# New Kitties - Maggie and Thunder



## kelli2boys (Jun 21, 2007)

Maggie and Thunder cuddling together









Maggie









Thunder









Maggie

I still need to get a good shot of Thunder. He is really difficult to be still because he soooo active!

oops posted wrong place.. alphas can you move this to general chat...


----------



## harry (Jan 25, 2006)

what pretty kitties, Thunder looks a little like my Willie when he was a wee kitty


----------



## marie73 (Jul 12, 2006)

So cute!


----------



## jessamica8 (Aug 17, 2004)

Totally adorable!


----------



## kelli2boys (Jun 21, 2007)

thanks alphas for putting the correct place. as i am still learning this board.


First night (last night) went real real well. they explored the whole area.. they ran and jumped like little bunnies... too cute.
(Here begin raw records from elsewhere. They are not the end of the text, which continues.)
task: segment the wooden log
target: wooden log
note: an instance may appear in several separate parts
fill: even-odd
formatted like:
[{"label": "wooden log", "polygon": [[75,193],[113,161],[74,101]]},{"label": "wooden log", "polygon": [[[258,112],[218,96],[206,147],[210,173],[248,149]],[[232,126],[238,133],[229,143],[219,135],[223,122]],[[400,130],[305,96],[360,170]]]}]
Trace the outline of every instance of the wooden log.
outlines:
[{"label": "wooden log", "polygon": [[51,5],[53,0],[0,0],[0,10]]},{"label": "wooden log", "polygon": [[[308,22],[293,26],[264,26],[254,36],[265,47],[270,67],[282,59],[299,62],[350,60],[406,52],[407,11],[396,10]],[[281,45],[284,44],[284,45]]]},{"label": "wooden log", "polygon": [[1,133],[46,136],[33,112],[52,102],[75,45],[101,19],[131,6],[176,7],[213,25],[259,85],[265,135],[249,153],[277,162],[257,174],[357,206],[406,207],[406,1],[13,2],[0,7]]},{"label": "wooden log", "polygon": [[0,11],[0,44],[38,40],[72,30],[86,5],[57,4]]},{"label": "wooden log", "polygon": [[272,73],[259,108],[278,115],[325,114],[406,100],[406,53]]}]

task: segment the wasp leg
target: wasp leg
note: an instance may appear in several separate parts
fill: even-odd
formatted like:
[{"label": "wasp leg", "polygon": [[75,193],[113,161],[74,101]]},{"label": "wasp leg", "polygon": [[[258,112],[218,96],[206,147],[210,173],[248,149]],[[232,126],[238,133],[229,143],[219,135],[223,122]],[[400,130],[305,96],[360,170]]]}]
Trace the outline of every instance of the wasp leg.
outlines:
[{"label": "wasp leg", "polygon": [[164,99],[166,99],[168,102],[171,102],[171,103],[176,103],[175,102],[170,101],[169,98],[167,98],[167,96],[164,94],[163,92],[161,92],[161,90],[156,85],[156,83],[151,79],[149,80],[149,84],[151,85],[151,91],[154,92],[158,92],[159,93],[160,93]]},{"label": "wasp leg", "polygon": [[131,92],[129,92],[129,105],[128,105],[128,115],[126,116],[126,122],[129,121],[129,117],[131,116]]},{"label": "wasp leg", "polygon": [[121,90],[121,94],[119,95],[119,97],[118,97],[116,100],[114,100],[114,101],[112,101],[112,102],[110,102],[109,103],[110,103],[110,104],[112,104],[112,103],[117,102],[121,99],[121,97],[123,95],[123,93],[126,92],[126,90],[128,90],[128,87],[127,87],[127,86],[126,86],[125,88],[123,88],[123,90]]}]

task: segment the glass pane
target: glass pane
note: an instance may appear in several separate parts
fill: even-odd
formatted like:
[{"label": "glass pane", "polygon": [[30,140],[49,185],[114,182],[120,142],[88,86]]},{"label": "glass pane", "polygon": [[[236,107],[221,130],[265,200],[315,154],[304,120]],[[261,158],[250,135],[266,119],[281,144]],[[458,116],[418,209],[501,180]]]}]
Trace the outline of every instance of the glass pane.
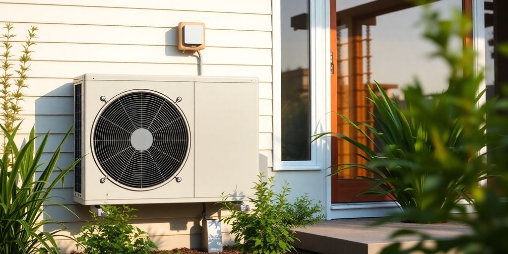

the kitties slept with us with door enclosed... they just slept and purred on the bed all night long... they were happy campers. no compliants there....

I noticed that Thunder goes up to a certain place in a blanket that he found to be fond with and started to suckle and use his paws in and out... i guess he missed his momma since the rescue league do not know where their mother is where they got them from the pound, the pound do not know either... they were found somewhere i think pipe or sewage.. not sure...

only found two kitties. no other siblings... i decided to adopt together... made a wise decision which I am so glad, they are real close to each other.....

this coming weekend should be interesting since we will be staying home.... fun!


----------



## Janice (Jan 12, 2007)

Awwww... they are just precious!! :heart


----------



## Kaia Cat (Apr 11, 2007)

they are soooo cute! :love2


----------



## AddFran (Jul 10, 2004)

Aw, congrats. Adorable!!! 
You'll be just as happy you adopted them together for your sake too! All that rough and tumble and chewing they do on one another would have been on you. :lol:


----------



## marie73 (Jul 12, 2006)

I can't get over how "movie star"-like that second picture is!


----------



## dmcwlvssr (Apr 24, 2005)

Welcome! what beautiful kittys they are! Congrats


----------



## Nini (May 6, 2007)

Congrats again on adopting those adorable furries! You will see, it's a wonderful experience to have siblings together, they play and groom and sleep together, it's sooo cute (and saves your own fingers from much chewing and wrestling, hehe)


----------



## doodlebug (May 13, 2006)

They're too cute for words! A couple of snuggle bunnies. Enjoy them!


----------



## DesnBaby (Apr 18, 2004)

They are too cute together, congrats, glad you adopted them together


----------



## kungfukitty (Dec 5, 2003)

Ohhh... grey kitties. I love grey kitties.


----------